China says COVID situation at 'low level' after holiday
BEIJING (Reuters) - China said on Monday that the COVID-19 situation in the country was at a "low level", and that fever clinic visits due to the coronavirus during the Lunar New Year dropped about 40% from before the week-long holiday
"The overall epidemic situation in the country has entered a low level, and the epidemic situation in various places has maintained a steady downward trend," National Health Commission spokesperson Mi Feng told a media briefing on Monday .
Travel domestically as well as in and out of China during the holiday period rose sharply as millions boarded planes, trains, buses and highways after Beijing abruptly dismantled an almost three-year zero-COVID policy in early December.
Passenger trips during the annual travel rush period reached 892 million between Jan. 7 and Jan. 29, up 56% from 2022, a transport ministry official told reporters, but down 46.9% from the same period in 2019.

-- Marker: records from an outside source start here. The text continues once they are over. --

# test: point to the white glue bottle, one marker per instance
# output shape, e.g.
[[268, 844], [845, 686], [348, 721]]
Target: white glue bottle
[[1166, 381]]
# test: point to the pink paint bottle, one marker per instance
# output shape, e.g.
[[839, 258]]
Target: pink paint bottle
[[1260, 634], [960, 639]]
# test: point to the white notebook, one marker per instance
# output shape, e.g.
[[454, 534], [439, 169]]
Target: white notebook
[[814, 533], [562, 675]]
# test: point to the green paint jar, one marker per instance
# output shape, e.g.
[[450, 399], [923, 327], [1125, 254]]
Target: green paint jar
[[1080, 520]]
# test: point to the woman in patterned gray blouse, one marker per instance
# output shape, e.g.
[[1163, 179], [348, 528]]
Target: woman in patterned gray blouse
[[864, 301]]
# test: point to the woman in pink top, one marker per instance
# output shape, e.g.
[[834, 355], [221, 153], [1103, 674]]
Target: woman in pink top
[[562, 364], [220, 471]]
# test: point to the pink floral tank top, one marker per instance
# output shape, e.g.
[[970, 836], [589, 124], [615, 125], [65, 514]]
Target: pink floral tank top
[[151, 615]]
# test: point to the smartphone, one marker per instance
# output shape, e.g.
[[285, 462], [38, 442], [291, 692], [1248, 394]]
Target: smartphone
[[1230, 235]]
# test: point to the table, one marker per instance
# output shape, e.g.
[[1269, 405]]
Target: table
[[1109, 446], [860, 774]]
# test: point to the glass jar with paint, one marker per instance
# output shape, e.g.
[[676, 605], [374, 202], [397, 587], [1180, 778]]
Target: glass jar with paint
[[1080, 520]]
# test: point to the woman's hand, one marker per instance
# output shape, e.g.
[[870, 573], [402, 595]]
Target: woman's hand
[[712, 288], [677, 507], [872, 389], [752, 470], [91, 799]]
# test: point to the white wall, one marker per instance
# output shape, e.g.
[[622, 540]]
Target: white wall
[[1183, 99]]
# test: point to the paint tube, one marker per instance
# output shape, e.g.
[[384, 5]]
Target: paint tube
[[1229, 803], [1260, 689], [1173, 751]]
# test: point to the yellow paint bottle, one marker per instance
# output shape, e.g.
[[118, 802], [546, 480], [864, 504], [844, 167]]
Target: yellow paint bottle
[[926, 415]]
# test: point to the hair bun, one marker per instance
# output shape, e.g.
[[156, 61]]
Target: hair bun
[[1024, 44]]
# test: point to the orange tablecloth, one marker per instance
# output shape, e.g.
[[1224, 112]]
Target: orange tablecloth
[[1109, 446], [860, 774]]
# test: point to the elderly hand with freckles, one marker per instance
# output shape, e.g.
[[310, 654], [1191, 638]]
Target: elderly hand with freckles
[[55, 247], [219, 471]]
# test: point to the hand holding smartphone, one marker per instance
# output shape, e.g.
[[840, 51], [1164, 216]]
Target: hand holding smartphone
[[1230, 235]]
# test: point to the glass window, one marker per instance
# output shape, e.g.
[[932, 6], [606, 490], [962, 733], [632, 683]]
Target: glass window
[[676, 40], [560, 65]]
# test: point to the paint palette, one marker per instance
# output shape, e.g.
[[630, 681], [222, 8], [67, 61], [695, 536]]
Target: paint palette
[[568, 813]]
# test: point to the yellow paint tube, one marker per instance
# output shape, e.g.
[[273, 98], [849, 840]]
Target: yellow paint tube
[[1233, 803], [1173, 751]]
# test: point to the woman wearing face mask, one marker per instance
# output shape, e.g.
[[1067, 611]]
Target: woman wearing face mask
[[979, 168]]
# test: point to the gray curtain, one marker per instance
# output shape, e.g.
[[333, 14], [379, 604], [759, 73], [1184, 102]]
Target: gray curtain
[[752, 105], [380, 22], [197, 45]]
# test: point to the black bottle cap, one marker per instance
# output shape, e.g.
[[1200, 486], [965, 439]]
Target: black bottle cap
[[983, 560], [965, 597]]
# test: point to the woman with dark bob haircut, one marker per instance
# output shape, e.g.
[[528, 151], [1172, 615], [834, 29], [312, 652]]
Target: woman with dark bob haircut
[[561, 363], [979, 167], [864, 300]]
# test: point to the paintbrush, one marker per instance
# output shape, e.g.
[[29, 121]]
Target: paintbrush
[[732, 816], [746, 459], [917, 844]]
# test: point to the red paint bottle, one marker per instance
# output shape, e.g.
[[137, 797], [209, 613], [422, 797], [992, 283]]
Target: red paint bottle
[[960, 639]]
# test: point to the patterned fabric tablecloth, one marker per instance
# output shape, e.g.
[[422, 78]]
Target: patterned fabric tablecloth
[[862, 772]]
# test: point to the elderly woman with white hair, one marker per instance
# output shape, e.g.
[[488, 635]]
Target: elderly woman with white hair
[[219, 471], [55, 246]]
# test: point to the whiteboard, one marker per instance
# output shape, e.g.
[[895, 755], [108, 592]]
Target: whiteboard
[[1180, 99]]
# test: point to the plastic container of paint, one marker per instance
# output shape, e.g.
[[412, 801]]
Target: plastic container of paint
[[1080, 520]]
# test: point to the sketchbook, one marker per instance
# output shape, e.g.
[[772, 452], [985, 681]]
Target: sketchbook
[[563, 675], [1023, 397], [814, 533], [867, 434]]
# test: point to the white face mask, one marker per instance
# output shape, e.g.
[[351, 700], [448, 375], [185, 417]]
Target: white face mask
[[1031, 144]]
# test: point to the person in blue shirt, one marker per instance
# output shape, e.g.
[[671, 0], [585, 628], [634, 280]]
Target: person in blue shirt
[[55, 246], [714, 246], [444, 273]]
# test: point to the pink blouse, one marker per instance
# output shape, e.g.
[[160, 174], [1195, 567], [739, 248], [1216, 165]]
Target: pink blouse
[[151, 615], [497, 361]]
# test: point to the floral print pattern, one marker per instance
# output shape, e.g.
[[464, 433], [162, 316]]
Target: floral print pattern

China's sudden relaxation of COVID restrictions was followed by a wave of infections across its 1.4 billion population. A prominent government scientist said on Jan. 21 that 80% of people had already been infected - making remote the possibility of a big rebound in cases in the coming months.
Some experts had warned that Lunar New Year travel, known before the pandemic as the world's largest migration of people, would trigger a wave of infections in rural areas less equipped to deal with them.
Last week, however, the China Center for Disease Control and Prevention said there was no significant rebound in cases during the holiday, the number of severe COVID cases and deaths had dropped, and no new mutant strains had been identified.
The CDC also said last week critically ill COVID cases in China fell 72% from a peak early this month while daily deaths among COVID patients in hospitals dropped 79% from their peak.
Some global experts have said China's reported data on COVID-related deaths may vastly undercount the actual total because it excludes those who die at home, while some doctors have said they were discouraged from citing COVID as a cause of death.